# Help with Perkioment Trail ride



## lawrence (May 17, 2005)

I live near Trenton NJ and am planning a club group ride on the Perkiomen Trail for October or early November. I'm considering Oct 17 as the leaves will still be on the trees, do you think this is this correct? I have Oct 3, 24, and 31 as other dates.

How much of the trail is macadem or is it all crushed cinder?

Earlier this year I rode from downtown Philadelphia and rode past Manayunk about 12 miles and turned around at some parking lot on the left. Just before the parking lot, the path went straight and to the parking lot you curved around to the left and up a small incline. It was a very open parking lot, little trees and no bathrooms. It almost looked like a commuters parking lot. A couple of miles before this towards Manayunk there was another parking lot down below on the left as I headed from the direction of Manayunk. This parking area had bathrooms. Where exactly was this last parking lot that we were at? Cross streets please so I can locate it on a map. Is it off the PA Tpk?
I'd like to park here and then continue. Isn't this the beginning of the Perkiomen Trail or close to it or is there a better area to park? From here, how far can I ride or should I ride? Are there any bathrooms beyond this on the Trail? Is there a good place to get off the trail to get something to eat, pizza, sandwiches, or drinks, snacks?

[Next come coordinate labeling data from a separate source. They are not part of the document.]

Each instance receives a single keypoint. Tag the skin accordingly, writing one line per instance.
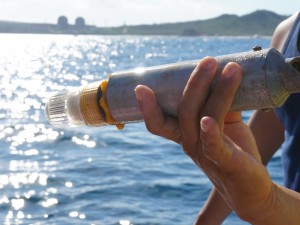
(222, 146)
(269, 135)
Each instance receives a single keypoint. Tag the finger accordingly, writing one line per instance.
(213, 145)
(156, 121)
(193, 99)
(233, 117)
(223, 93)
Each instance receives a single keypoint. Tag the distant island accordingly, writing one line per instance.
(261, 22)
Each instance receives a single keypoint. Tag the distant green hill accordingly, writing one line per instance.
(260, 22)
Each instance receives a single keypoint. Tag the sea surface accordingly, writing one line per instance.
(95, 175)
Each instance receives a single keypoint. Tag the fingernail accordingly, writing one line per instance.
(204, 127)
(230, 71)
(139, 96)
(208, 64)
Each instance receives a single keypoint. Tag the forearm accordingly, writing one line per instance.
(214, 211)
(283, 207)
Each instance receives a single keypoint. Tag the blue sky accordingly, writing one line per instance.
(131, 12)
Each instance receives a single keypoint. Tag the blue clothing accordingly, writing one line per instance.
(289, 114)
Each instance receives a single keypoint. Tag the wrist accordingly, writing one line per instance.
(265, 210)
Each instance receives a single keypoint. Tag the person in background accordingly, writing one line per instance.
(232, 154)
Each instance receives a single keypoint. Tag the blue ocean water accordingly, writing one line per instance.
(95, 175)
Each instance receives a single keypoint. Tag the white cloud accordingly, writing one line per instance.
(116, 12)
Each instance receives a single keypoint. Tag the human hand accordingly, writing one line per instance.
(225, 151)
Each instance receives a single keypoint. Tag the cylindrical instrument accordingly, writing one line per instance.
(268, 79)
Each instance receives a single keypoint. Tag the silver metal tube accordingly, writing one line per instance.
(268, 79)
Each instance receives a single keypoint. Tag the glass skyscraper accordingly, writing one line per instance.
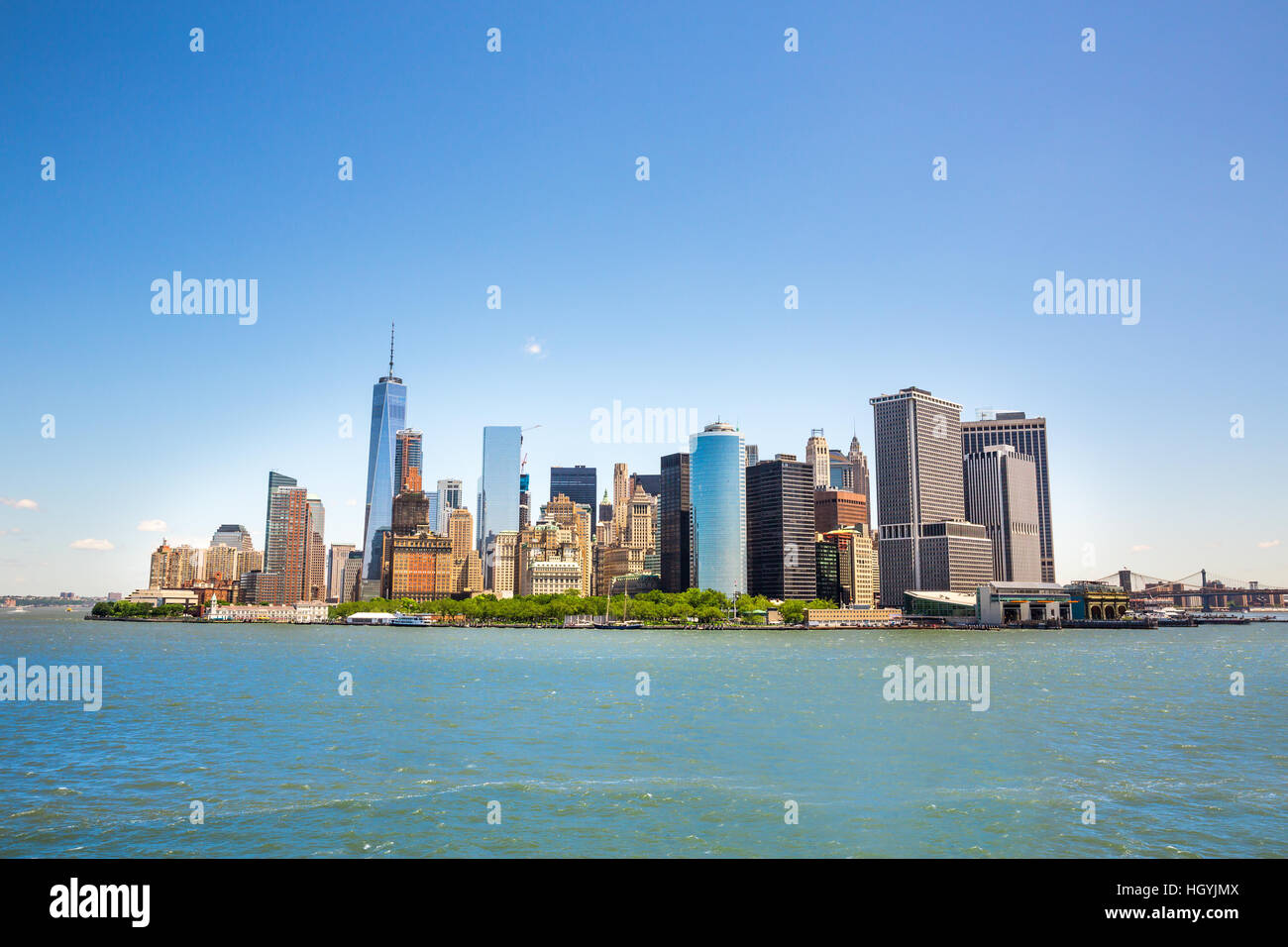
(717, 489)
(579, 483)
(387, 416)
(498, 486)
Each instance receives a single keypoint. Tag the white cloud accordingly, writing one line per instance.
(97, 545)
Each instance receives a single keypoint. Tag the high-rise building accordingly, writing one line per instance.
(287, 543)
(387, 416)
(675, 513)
(274, 480)
(1003, 496)
(816, 457)
(232, 535)
(621, 500)
(336, 562)
(314, 552)
(450, 497)
(220, 564)
(859, 479)
(498, 486)
(858, 573)
(838, 509)
(717, 488)
(408, 457)
(1026, 436)
(580, 484)
(781, 530)
(925, 541)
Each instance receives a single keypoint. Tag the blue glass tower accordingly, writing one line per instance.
(717, 492)
(387, 416)
(498, 487)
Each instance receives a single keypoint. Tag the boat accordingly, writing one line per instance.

Please provide as much information as you can as this is all new to me.


----------



## SPlKE (Sep 10, 2007)

Hello Lawrence.

I'm a long-time and regular rider of the Schuylkill River Trail and sometimes the Perkiomen trail.

I made a thread about the trails that gets updated once in a while, but has some good links an info posted by people here during the past few years:

http://forums.roadbikereview.com/showthread.php?t=107566

Also, here's a direct link to the Montgomery County web site's page about the Perkiomen Trail:

http://trails.montcopa.org/trails/cwp/view,a,1455,q,59249,trailsNav,|.asp


----------